Manatees generally do stay below the surface, but have to come up for air, of course. Reflective of the lower population density in the 1950s, they may have been a rather surprising sight.
Some manatees do, also, have light gray to pinkish looking skin, in various light or water conditions.
There are five species of Sirenia, but scientists believe that there were many more in the past. Early forms of manatees are thought to have originated near the Amazon basin in South America. Some remained there to become the Amazonian manatee (Trichechus inunguis), while others migrated up through the Caribbean, giving rise to the Antillean (Trichechus manatus manatus) and Florida manatees (Trichechus manatus latirostris). Another group managed to swim or were carried on currents across the Atlantic and became the West African manatee (Trichechus senegalensis).
Dugongs, known by the scientific name as Dugong dugong, are thought to have evolved along with manatees, and they once ranged from Europe to Africa, and along the east and west coasts of the Americas.
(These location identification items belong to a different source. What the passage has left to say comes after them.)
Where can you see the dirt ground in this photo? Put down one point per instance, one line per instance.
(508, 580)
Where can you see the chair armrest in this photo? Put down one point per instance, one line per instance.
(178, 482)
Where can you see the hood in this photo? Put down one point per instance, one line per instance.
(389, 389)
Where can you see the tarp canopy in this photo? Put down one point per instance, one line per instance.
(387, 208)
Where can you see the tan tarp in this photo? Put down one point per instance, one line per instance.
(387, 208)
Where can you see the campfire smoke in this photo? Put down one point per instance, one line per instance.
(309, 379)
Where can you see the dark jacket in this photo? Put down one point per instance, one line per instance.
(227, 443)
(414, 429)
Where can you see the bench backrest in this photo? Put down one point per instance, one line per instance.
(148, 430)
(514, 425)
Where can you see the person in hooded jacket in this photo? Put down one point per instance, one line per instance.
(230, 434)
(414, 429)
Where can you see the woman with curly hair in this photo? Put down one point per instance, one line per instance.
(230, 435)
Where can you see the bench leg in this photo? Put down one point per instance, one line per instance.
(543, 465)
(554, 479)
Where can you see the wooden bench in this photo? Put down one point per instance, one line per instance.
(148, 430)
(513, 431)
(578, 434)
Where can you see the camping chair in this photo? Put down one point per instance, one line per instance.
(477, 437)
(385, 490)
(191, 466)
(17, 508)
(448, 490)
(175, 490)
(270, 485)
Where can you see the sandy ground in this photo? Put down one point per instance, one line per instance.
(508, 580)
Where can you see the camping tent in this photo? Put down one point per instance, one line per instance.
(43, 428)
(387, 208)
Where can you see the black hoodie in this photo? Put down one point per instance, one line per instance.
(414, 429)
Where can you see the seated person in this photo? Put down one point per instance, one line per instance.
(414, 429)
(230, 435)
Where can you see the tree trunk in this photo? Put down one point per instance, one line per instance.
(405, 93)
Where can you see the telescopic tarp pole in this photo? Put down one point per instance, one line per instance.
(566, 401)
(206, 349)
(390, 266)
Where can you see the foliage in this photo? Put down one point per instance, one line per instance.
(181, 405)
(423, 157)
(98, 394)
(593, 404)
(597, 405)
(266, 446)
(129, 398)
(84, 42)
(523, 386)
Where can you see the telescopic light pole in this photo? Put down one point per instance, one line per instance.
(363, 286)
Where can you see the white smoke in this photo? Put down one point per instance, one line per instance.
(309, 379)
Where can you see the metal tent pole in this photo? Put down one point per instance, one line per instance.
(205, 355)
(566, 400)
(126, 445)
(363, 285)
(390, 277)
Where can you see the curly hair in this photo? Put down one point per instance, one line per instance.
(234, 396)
At the present time, they are found only in the Eastern Hemisphere in the Indian and Pacific Oceans.
Steller’s sea cow (Hydrodamalis gigas), another species of Sirenia, [allegedly] became extinct in the 1700s. ~ Source.
Does part of the answer to Lake Monroe Monster, at least, rest with the manatee?
Go observe for yourself.
One of the best places to see manatees up close is Blue Springs State Park in Orange City, Florida. I highly recommend it.